No I haven't. I was kind of hesitant about using Barbara Walters' name, but then a book came out, her biography. It mentions Roy all through it. How he helped her get the child. You know, the adoption. He used to date her in college. She was a wonderful friend to him. When she found but he had AIDS, she stood by him. I checked it all with a theater lawyer in LA and with the Dramatist Guild lawyer. And the part about the nurse in the hospital is all fiction. The historical part is just his dreams.

Let's talk about Roy's fictional nurse at the National Institute of Health in Bethesda. Jules is quite blunt and almost nasty to Roy, but at the end he breaks down and cries.

At first when I was writing this I thought the nurse was really the other side, what Roy should have been. Jules is also Jewish and gay, but he's liberal and he's more of a mensch, a human being, who understands and feels. He even feels for Roy Cohn at the end. He says, "You're family."

Sure, he's nasty to Roy some times but only because he wanted to speak out. He wanted to be heard. Jules is the one who does all the speech making about AIDS and gay politics. When he cries, I don't think he's crying for Roy. He says he's crying for all those other people. At the end of the play he's holding a man who has just died. You can't help being moved by death. I know when I lost my lover ... well, he was older than me, much older.

Death is so final. That's the end and that's it. Jules is a nurse and he sees it all the time, but every time I'm sure he cries. He's really not crying for Roy, although he probably saw deep down inside there's a little human being in Roy. Jules might be excusing him. If you're ambitious, if you want money, you'll stop at nothing. It's a kind of society where we all stop at nothing.

How would you describe the impact that AIDS has had on your writing?

I think I'm leaning more toward writing about gays now. Writing about the whole situation. Because I agree with the young people who say, "Silence Equals Death." I really do. Jews learned that a long time ago.
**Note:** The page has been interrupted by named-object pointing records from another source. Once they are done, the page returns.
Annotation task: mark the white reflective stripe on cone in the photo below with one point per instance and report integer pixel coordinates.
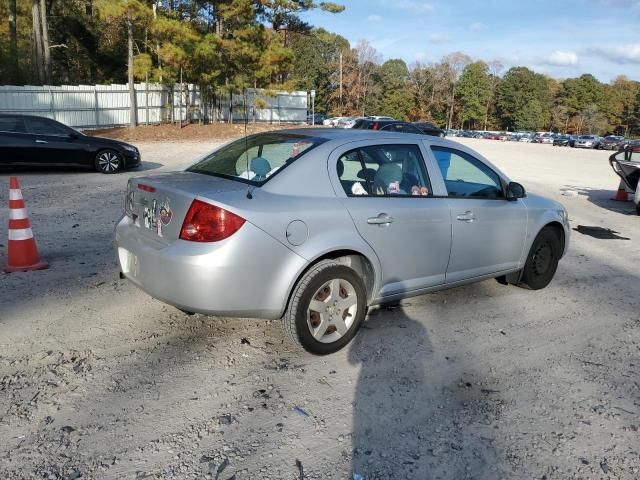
(17, 214)
(15, 194)
(20, 234)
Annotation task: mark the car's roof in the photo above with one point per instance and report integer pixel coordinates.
(13, 115)
(355, 134)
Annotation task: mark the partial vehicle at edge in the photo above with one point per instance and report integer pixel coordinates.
(27, 140)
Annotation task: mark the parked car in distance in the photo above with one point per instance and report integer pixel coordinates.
(587, 141)
(379, 117)
(27, 140)
(544, 138)
(314, 225)
(348, 122)
(429, 128)
(561, 141)
(316, 119)
(612, 142)
(330, 122)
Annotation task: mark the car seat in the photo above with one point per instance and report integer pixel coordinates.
(409, 174)
(387, 174)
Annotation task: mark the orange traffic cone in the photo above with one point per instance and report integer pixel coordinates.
(621, 194)
(23, 253)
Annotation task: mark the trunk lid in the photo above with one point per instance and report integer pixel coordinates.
(158, 204)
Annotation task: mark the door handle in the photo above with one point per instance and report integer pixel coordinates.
(381, 219)
(467, 216)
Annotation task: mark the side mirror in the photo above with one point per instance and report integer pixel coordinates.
(515, 191)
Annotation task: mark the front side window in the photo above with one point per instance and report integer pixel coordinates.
(466, 176)
(384, 170)
(256, 158)
(43, 126)
(12, 124)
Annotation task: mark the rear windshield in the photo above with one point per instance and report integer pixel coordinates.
(255, 159)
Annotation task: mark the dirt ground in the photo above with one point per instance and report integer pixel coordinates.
(187, 133)
(98, 380)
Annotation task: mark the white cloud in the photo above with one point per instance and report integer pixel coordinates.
(415, 6)
(438, 39)
(621, 54)
(420, 56)
(477, 26)
(561, 58)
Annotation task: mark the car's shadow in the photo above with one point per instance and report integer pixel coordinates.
(6, 170)
(601, 198)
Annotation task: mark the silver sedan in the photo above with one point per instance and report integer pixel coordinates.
(314, 225)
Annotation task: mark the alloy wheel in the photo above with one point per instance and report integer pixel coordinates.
(332, 310)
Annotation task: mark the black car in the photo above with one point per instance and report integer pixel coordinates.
(612, 142)
(430, 129)
(30, 140)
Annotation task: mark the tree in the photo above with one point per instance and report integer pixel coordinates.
(455, 64)
(474, 92)
(395, 99)
(128, 13)
(13, 40)
(560, 118)
(315, 66)
(522, 98)
(360, 69)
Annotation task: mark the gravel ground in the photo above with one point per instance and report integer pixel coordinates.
(98, 380)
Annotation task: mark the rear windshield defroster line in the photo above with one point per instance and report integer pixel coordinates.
(257, 158)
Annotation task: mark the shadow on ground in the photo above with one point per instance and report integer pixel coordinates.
(601, 198)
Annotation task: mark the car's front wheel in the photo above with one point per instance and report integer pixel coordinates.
(326, 309)
(109, 161)
(542, 261)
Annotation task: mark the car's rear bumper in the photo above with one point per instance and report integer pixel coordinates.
(249, 274)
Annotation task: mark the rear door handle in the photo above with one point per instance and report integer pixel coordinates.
(467, 216)
(381, 219)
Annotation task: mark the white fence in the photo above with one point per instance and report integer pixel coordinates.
(93, 106)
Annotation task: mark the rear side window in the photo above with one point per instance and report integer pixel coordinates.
(466, 176)
(257, 158)
(43, 126)
(384, 170)
(12, 124)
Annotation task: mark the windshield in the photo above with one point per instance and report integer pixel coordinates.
(256, 158)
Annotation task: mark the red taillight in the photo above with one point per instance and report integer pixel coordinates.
(146, 188)
(208, 223)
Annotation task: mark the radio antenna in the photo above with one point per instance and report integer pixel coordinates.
(246, 141)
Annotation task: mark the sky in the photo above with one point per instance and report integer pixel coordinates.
(561, 38)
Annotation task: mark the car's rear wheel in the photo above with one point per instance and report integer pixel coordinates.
(109, 161)
(326, 309)
(542, 261)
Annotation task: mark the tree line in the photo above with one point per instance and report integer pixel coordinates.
(228, 45)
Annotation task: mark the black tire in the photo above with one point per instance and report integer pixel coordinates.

That you can't be silent. People say, "Oh, we're tired of the Holocaust, we're tired about hearing about that." And it's true, but you can't let people forget because they'll just start it all over again.

I wanted the audience to feel compassion for all people with AIDS, but not just people with AIDS. I want them to see something bigger than Roy. Roy is just a person ... just a character, a complex character, but there's more to it. When I went to see Death of a Salesman at ACT with a friend, he broke down and cried. He was so depressed because that was his father ... Willy Loman was his father ... it all came back to him. That's what I think theater should be.